Il governo evita il confronto diretto con i sindacati sull’Ilva, solo tecnici al tavolo. Decisioni politiche in sospeso.

Tavolo tecnico sull'Ilva senza ministri, sindacati esprimono delusione e rabbia
Tavolo tecnico sull’Ilva senza ministri, sindacati esprimono delusione e rabbia

Il governo ha deciso di non far partecipare alcun ministro al tavolo sulla crisi dell’Ilva, convocato al Mimit. Presenti solo tecnici, tra cui il capo di gabinetto del ministero delle Imprese e del Made in Italy, Federico Eichberg. I sindacati, invece, hanno espresso rabbia e delusione, considerando la decisione “irrispettosa” e “deludente”. La situazione, che riguarda la chiusura dell’area a caldo entro il 26 ottobre, ha visto il disimpegno dei vertici politici, nonostante l’emergenza coinvolga migliaia di lavoratori e l’impatto su interi settori economici.

Un tavolo tecnico senza politica

La decisione di non coinvolgere i ministri ha suscitato reazioni forti da parte dei sindacati, che hanno sottolineato l’importanza di risposte politiche. “Le risposte devono essere politiche”, ha sottolineato Davide Sperti, segretario generale della Uilm. I sindacati hanno ribadito che il tavolo non è stato un momento di ascolto, ma di pura gestione tecnica. “Finora cos’hanno fatto?” ha chiesto Sasha Colautti dell’esecutivo nazionale dell’Usb, mettendo in luce l’assenza di azioni concrete da parte del governo.

La mancanza di risposte politiche ha alimentato la frustrazione dei sindacati.

Le priorità del governo e le sfide dell’Ilva

Il ministero delle Imprese ha confermato che i temi legati alla chiusura dell’area a caldo saranno approfonditi nelle prossime settimane. La decisione di spegnere gli altoforni entro il 26 ottobre è legata alla necessità di eliminare circa 2.000 tonnellate di amianto e alla revisione dell’Autorizzazione integrata ambientale.
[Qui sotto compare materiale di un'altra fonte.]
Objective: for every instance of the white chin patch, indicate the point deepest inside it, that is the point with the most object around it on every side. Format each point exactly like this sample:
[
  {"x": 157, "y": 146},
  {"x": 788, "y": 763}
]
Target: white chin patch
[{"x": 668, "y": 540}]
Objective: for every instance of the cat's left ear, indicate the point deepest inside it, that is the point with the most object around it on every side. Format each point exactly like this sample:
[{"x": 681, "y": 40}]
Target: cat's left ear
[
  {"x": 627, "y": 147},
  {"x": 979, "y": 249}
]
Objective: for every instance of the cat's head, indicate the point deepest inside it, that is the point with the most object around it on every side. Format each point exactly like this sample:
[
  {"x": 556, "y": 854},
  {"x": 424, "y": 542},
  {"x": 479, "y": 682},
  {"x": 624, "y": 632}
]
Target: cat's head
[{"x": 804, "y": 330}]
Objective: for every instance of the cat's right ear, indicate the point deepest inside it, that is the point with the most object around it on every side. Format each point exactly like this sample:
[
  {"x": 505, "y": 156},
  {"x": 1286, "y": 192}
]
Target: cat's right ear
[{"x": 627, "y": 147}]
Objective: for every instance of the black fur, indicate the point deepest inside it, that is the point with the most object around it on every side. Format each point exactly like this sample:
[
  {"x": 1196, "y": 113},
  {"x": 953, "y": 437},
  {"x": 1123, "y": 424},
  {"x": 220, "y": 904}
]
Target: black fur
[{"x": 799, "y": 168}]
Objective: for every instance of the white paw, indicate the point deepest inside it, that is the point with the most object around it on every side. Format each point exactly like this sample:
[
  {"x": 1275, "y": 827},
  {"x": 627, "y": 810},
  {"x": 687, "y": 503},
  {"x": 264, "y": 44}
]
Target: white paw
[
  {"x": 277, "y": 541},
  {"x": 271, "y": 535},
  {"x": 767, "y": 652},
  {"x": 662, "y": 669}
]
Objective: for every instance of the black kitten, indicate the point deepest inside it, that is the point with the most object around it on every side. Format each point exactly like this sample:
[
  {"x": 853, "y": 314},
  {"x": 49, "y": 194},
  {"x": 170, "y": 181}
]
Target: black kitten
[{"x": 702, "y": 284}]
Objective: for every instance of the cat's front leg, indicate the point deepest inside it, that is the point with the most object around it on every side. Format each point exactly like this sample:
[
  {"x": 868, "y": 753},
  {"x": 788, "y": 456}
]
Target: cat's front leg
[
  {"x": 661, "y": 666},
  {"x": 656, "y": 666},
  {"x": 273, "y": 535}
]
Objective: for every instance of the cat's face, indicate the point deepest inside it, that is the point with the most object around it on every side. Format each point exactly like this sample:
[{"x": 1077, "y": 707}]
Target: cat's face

La Corte d’Appello di Milano ha stabilito che l’Autorizzazione non garantisce la salute se l’anno produttivo supera i 6 milioni di tonnellate di acciaio. Il governo ha anche riconosciuto la complessità della situazione, ma non ha ancora dato segnali concreti di intervento. La mancanza di un confronto diretto con i sindacati ha alimentato la percezione di una gestione distaccata dall’emergenza. “Non c’è più tempo”, ha detto Michele De Palma, leader della Fiom. “Il conto alla rovescia è già cominciato. Non c’è più tempo. Lo dico a Giorgia Meloni, all’opposizione e agli enti locali: il gioco non è quello dello struzzo, devono assumersi la responsabilità. Noi non staremo a guardare.”

Un piano di intervento in arrivo

Il governo ha annunciato un piano di intervento che prevede incontri con le associazioni datoriali, gli enti locali e le imprese dell’indotto. Tra le prossime mosse, ci saranno colloqui con Confindustria, Federacciai e Federmeccanica, nonostante alcune imprese abbiano rifiutato l’invito. Inoltre, i sindacati hanno chiesto un nuovo calendario di incontri tra i ministri, con l’obiettivo di trovare soluzioni per il salvataggio dell’Ilva. Il ministero delle Imprese ha confermato che le amministrazioni approfondiranno l’attuabilità delle proposte, ma non ha dato indicazioni su tempi o risorse.

La situazione rimane in sospeso, con un piano di intervento in arrivo ma senza certezze.

La crisi dell’Ilva rappresenta un momento cruciale per l’industria italiana, con impatti su migliaia di posti di lavoro e sull’economia regionale. Il governo, pur riconoscendo l’urgenza, sembra ancora in cerca di una strategia chiara e concreta. I sindacati, invece, continuano a chiedere risposte immediate e decisioni politiche, non solo tecniche. Il salvataggio dell’Ilva appare sempre più un’impresa in alto mare, con il rischio di un esito incerto per i lavoratori e per l’intero settore siderurgico.